Tuesday, August 9, 2011

Kansas Reform Proves Unintended Consequences Adage

I've written before that "reform" nearly always results in unintended consequences, and the Supreme Court in Kansas affirmed that observation when it ruled that the state's 2005 reform created a fuzzy line of demarcation for making repetitive trauma claims.

In Saylor vs. Westar Energy, Saylor was a 33 year employee of Westar, and had a history of medical treatment to his knees. He never filed a workers' compensation claim for these injuries because he didn't think that workers' compensation applied - after all his knees were wearing out, not an "injury" in the lay-person sense.

The company didn't help either - rather than providing guidance on the issue of compensability the company simply accepted that Saylor was going to get his knees fixed through the general medical plan.

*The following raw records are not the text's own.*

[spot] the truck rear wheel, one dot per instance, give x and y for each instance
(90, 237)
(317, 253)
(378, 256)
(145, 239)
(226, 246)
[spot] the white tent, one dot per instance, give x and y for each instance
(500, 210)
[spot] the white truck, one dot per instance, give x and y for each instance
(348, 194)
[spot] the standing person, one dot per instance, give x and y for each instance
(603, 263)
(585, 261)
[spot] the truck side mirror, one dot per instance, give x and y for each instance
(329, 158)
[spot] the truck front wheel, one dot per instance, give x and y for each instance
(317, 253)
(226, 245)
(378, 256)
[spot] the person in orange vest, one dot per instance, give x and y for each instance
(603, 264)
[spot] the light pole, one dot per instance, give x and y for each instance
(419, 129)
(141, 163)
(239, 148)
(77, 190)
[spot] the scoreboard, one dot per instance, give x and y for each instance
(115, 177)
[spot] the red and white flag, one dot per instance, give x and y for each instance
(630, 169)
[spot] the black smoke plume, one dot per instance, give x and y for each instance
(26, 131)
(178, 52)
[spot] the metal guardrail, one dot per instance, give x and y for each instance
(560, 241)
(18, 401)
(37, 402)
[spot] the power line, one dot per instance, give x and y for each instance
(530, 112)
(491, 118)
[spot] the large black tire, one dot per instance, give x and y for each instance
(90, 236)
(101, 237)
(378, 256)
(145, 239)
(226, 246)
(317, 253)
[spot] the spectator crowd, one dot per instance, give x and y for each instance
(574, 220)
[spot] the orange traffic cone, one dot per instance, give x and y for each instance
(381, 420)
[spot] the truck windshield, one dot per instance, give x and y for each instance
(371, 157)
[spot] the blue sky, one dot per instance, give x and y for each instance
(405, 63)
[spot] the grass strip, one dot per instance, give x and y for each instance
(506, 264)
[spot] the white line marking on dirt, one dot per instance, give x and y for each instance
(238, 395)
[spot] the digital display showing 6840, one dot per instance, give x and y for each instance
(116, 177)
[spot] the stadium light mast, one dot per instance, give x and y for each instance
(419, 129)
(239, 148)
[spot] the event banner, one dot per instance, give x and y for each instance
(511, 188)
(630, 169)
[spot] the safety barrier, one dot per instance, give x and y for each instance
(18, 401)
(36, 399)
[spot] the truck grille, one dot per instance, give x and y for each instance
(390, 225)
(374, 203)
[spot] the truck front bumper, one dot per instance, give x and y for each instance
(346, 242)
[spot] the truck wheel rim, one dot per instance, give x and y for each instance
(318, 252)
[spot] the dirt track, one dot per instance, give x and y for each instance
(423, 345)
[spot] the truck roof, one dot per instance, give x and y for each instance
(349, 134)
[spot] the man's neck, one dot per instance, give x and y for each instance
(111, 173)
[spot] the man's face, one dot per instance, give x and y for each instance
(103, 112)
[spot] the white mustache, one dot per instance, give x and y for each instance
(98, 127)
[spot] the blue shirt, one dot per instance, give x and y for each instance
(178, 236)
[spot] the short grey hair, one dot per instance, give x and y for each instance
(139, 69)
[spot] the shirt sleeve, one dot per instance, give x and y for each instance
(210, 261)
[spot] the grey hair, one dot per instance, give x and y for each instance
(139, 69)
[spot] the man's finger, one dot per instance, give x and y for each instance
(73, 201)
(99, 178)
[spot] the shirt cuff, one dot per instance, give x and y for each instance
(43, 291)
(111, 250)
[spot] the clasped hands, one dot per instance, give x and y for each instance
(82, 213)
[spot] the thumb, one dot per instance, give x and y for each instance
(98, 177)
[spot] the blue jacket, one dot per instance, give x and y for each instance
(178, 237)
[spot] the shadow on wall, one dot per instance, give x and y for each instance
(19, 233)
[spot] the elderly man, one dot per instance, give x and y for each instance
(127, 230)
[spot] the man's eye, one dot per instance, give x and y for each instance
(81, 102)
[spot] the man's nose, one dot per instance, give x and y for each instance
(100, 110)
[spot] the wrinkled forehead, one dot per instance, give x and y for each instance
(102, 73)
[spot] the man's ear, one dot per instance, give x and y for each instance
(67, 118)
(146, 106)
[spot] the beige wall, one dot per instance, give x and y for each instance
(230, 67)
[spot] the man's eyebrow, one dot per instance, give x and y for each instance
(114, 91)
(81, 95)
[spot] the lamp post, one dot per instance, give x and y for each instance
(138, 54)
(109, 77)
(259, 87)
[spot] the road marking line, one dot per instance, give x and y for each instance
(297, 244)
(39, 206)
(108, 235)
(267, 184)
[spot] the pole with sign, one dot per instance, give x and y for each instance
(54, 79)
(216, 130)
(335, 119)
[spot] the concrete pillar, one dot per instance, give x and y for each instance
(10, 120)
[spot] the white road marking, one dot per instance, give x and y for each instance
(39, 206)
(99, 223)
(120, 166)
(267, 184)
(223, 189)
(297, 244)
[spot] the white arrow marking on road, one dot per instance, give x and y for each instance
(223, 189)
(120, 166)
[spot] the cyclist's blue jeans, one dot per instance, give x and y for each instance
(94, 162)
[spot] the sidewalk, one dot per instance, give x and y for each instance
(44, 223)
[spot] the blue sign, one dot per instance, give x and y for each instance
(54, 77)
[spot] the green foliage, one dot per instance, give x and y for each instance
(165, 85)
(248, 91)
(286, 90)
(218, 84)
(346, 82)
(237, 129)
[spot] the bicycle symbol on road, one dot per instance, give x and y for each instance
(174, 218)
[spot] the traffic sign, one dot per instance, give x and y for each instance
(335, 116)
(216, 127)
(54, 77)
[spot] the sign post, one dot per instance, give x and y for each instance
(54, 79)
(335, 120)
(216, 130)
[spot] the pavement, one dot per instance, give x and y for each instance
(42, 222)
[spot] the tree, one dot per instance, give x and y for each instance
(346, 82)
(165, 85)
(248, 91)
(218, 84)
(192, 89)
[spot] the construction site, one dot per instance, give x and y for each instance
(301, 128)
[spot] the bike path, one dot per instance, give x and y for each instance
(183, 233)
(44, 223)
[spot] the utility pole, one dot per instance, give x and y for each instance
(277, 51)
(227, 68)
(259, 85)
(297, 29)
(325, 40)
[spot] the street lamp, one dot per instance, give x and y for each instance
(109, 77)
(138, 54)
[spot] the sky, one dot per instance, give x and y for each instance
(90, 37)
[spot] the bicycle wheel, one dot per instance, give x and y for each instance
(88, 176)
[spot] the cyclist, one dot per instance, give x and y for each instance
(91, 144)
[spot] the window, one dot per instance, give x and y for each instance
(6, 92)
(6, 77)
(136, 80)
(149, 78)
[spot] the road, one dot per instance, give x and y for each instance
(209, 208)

Saylor worked up until Feb. 6, 2006, and underwent knee replacement surgery the next day. His personal health insurance paid the medical bills. But while Saylor was recovering from surgery, a coworker told him that his injury might be considered work related and compensable. Saylor sought the advice of an attorney and filed a written notice of his claim to Westar on March 28, 2006.

Prior to the Kansas reforms in 2005, the state's courts held that a claimant's last day of work is the date of injury for repetitive trauma claims.

The 2005 reforms changed the statutory language to define the date of accident as the date the authorized physician takes the employee off work or places restrictions on the employee's physical activities while at work. If a worker has not been taken off work or placed on work restrictions, then the date of accident is, (1) when the employee gives the employer written notice of his injury, or (2) the date the condition is first diagnosed as work related and reported in writing to the employer, whichever comes first.

In Saylor's case, the date the condition was first diagnosed as work related was 3/28/06 because that was the first time that there was any evidence that a physician tagged his repetitive trauma injury as industrial.

The employer argued that such an interpretation of the plain language of HB 2142 produced absurd results (such as in Saylor) but the Supreme Court said that the Legislature had ample notice and opportunity to change the law, noting that it was warned of such consequences when the bill was in hearing.

The court said that despite conflicting evidence, both the Workers' Compensation Board and the Court of Appeals had ruled that Saylor had shown that Westar was aware Saylor had a work-related injury and did nothing about it. Kansas statute 44-510j(h) requires an employer to pay for self-procured medical treatment if it was aware of a work injury and did not provide medical care.

The consequences for Westar's failure to err on the side of workers' compensation in the handling of Saylor's claim likely means that Westar is out of pocket for the medical expense since the general health carrier will seek reimbursement for the expenses of Saylor's treatment (outside of the work comp medical cost control system), the work comp carrier will claim failure to adhere to the law and policy requirements of promptly reporting a claim, and Westar will also be on the hook for indemnity.

The lesson learned for employers beyond the caveat of "be careful what you wish for" is to err on the side of reporting any potential claim of injury to the workers' compensation carrier. The subsequent premiums might go up, but that's cheaper than paying out of pocket.